In contrast the United Presbyterian Church of Pakistan (1855–1993) became administratively independent of the North American church.

=== Fusion ===

On November 18, 1993, and the Council of Churches of Lahore (which at the time was affiliated with Church of Pakistan) merged again and formed the present Presbyterian Church of Pakistan (PCP).

== 21st century ==
The Presbyterian Church of Pakistan is known for its work in evangelism, education, health care, literacy, agriculture and social welfare. Evangelism is done by pastors, evangelists and lay workers and includes training church members, planting new churches for growth and building churches and pastoral houses. The Church's educational work suffered from the nationalization of schools in 1972, but the church established new primary, middle, and high schools for boys and girls, and pensions for students.

The church maintains two hospitals and provides education and healthcare for the people. The denomination began literacy work in Pakistan, which is now carried out by an NGO, and continues to cooperate with the government to promote literacy. The Presbyterian Church is also the initiator of theological education in Pakistan, through a seminar for candidates for the ministry and lay extension classes. In addition, the church has agricultural services focused on helping peasants with production techniques, seed conservation and fertilizers.

As of 2016, the church has around 300,000 members, 220 congregations, 208 pastors, and 80 presbyteries, making it the largest Presbyterian denomination in the country and second largest Protestant denomination, behind Church of Pakistan.

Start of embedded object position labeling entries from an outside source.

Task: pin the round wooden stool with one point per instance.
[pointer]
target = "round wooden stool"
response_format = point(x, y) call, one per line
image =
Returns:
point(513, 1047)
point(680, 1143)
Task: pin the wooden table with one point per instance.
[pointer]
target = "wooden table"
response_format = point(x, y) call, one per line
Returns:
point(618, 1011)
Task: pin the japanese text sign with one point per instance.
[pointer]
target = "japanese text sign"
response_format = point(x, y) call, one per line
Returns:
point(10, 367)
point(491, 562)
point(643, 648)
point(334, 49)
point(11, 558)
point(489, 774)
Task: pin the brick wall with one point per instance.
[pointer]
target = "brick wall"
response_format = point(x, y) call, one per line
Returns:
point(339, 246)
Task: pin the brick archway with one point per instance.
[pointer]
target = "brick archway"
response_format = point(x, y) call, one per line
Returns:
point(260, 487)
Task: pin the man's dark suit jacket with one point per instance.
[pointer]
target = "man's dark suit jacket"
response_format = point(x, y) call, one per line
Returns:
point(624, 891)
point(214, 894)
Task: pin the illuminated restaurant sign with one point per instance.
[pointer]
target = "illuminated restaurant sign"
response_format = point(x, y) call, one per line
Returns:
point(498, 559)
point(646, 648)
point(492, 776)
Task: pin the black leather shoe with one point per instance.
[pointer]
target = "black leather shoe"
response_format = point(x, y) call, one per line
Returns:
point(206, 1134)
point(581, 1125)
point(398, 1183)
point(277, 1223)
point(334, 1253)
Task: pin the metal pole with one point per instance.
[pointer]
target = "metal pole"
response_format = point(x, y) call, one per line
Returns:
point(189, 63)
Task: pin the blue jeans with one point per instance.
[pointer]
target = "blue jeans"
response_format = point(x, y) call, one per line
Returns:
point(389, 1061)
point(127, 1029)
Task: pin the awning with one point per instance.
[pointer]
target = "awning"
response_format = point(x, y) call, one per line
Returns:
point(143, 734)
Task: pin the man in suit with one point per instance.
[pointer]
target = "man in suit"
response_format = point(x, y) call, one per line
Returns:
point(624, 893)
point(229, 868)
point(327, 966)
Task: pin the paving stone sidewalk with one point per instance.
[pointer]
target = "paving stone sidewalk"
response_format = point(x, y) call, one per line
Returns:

Pakistanis report the existence of religious persecution by the population of the country of Christians who form a minority in Pakistan. As the Presbyterians form one of the largest Christian groups in the country, there are many reports of religious persecution against them in the region.

In 2018, the denomination split into three groups over disagreements over the succession of the denomination's president. In 2024, the three groups reconciled, reconstituting the denomination's unity.

By 2025, the denomination was estimated to have 500,000 members in 24 presbyteries.

== Doctrine ==
The church subscribes to: the Apostles' Creed, the Athanasian Creed, the Nicene Creed, the Heidelberg Catechism and the Westminster Confession.
== Inter-Church Relations ==
The church is a member of the World Council of Churches, of the Christian Conference of Asia, from National Council of Churches in Pakistan and World Communion of Reformed Churches. In addition, it has fraternal relations with the Presbyterian Church (USA).